To me, an average real-time strategy game is a military simulation were you can
typically construct buildings and train/create new units, gather resources and research technology. You must also be able to indirectly control multiple units, and it must not be restricted by turns. (hence the name 'Real Time' strategy)
Though to be less literal, I think a true RTS is a game were you must control your economy, place buildings and build different units strategically, command your units in an organized and strategic/tactical way, and be able to adapt to different situations to win. So, you can't do one thing the exact same way over and over again and expect to come out victorious every time. You should also need to use tactics to control your units during battles, rather than just throwing your units against the enemy, and then quickly scrolling back to your base to make more. (the last part is generally used more in games were units have special abilities, rather than just stats, like in War/Starcraft and Dawn of War 1/2)
Again, Simulord's definition might work for the definition on a 'true' RTS, but not the RTS genre in general. (But I don't think this thread is about RTS's in general anyway) But I don't agree that pretty much all RTS's besides those in the Real Time Tactical sub-genre should be considered not 'true' RTS's.

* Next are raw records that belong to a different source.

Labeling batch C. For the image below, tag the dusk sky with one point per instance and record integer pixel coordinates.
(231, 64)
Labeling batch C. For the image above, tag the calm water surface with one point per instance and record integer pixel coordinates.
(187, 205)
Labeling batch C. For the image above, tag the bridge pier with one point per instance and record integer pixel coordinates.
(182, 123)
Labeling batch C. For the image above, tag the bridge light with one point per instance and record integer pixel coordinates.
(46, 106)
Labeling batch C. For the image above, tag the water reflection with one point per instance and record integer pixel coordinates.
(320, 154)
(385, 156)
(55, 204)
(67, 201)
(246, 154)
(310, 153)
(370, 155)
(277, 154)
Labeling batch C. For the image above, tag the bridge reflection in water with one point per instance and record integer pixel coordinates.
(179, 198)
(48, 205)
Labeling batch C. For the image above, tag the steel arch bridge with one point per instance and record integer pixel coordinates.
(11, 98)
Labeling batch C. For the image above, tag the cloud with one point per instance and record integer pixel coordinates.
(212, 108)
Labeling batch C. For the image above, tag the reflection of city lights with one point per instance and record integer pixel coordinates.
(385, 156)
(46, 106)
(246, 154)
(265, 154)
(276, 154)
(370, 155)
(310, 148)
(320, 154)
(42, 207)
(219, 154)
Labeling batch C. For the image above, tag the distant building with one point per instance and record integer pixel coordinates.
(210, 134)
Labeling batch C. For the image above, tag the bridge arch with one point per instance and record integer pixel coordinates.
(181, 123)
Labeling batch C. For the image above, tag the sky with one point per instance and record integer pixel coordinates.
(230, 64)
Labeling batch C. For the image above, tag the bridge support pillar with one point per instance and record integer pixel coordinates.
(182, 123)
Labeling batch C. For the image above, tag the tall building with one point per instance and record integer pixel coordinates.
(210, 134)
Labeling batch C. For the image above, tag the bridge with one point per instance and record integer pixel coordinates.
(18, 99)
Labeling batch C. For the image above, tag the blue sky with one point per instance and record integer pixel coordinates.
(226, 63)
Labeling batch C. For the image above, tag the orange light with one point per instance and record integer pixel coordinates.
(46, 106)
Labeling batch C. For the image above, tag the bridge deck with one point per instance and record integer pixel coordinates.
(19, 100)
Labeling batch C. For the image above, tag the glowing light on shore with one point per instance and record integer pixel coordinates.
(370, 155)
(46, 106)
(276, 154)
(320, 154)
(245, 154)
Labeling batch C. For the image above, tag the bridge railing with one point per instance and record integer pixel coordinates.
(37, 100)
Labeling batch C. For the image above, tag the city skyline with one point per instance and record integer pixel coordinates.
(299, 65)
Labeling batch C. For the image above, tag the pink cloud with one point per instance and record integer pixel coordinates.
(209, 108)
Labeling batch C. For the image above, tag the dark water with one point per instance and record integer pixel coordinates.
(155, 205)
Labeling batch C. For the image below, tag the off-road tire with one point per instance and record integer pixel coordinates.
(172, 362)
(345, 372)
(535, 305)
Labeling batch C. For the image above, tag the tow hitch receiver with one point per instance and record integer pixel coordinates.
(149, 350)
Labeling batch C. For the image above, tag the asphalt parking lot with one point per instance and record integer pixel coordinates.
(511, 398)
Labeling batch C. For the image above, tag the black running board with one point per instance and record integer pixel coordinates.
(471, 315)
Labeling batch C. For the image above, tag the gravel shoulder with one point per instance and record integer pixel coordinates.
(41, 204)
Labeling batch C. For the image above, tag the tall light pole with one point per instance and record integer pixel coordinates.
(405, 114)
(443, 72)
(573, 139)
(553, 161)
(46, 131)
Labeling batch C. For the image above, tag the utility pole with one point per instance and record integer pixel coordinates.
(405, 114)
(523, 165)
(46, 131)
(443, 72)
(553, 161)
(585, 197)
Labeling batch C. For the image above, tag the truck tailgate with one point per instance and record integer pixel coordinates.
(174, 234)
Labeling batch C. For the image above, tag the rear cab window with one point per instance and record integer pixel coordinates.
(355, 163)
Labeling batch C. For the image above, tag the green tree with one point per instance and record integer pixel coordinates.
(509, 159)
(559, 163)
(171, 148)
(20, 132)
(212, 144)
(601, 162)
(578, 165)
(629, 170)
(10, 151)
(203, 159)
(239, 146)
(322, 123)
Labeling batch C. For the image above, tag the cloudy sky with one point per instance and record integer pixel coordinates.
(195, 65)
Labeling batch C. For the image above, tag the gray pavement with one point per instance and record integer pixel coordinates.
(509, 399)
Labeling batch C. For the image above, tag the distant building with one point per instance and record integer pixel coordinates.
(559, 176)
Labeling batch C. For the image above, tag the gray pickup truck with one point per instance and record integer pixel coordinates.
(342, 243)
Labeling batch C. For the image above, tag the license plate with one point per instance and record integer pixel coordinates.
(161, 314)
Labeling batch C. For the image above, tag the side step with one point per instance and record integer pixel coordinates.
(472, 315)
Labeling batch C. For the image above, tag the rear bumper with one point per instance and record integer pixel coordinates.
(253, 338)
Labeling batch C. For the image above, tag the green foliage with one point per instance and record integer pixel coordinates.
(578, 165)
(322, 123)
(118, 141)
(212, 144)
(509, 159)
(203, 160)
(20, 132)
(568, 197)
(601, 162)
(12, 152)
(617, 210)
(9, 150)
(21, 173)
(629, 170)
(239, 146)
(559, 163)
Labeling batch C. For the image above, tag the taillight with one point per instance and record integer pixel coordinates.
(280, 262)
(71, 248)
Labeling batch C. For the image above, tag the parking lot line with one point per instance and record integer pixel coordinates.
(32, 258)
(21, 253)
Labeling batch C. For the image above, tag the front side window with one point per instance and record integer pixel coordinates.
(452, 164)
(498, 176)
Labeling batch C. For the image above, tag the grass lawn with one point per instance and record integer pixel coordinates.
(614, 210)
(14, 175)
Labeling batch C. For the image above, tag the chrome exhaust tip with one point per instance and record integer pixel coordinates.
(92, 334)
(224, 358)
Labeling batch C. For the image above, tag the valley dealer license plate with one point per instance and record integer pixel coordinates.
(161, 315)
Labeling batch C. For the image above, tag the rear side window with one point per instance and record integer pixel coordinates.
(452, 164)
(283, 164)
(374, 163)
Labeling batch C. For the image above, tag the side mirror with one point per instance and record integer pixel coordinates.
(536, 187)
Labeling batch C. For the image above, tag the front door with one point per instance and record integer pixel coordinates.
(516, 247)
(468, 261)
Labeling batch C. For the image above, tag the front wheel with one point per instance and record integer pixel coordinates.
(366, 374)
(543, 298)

As one last thing, RTS's that include base building/recource gathering/unit production (like Simulord's examples) are usually on a much greater scale. This fact kind of separates the two genres, as tactics are short term plans and strategies are long term ones. In real-time strategy, instead of just focusing on a single battle in every scenario, it might focus on an entire war, an entire phase of a war in one area. This generally means that time is sped up, maybe to a year or month per second. It might also mean that it covers a much greater distance, maybe up to an entire country or continent. So they are not any less realistic or in close relation to the art of war, they just speed things up a lot and show you many more battles, probably at the cost of the detail of those battles. And the increased scale in distance mean that your base could be considered maybe thousands or hundreds of miles away from another person's base, so you would build training barracks's and research buildings there. This isn't true with all base-building RTS's though, like Command and Conquer for example. CnC has a scale that's pretty much even to that of the real world's scale, so in that game none of the above applies.
no offense or hatred to you Simulord, and I'm not proclaiming myself right either, just stating my opinion.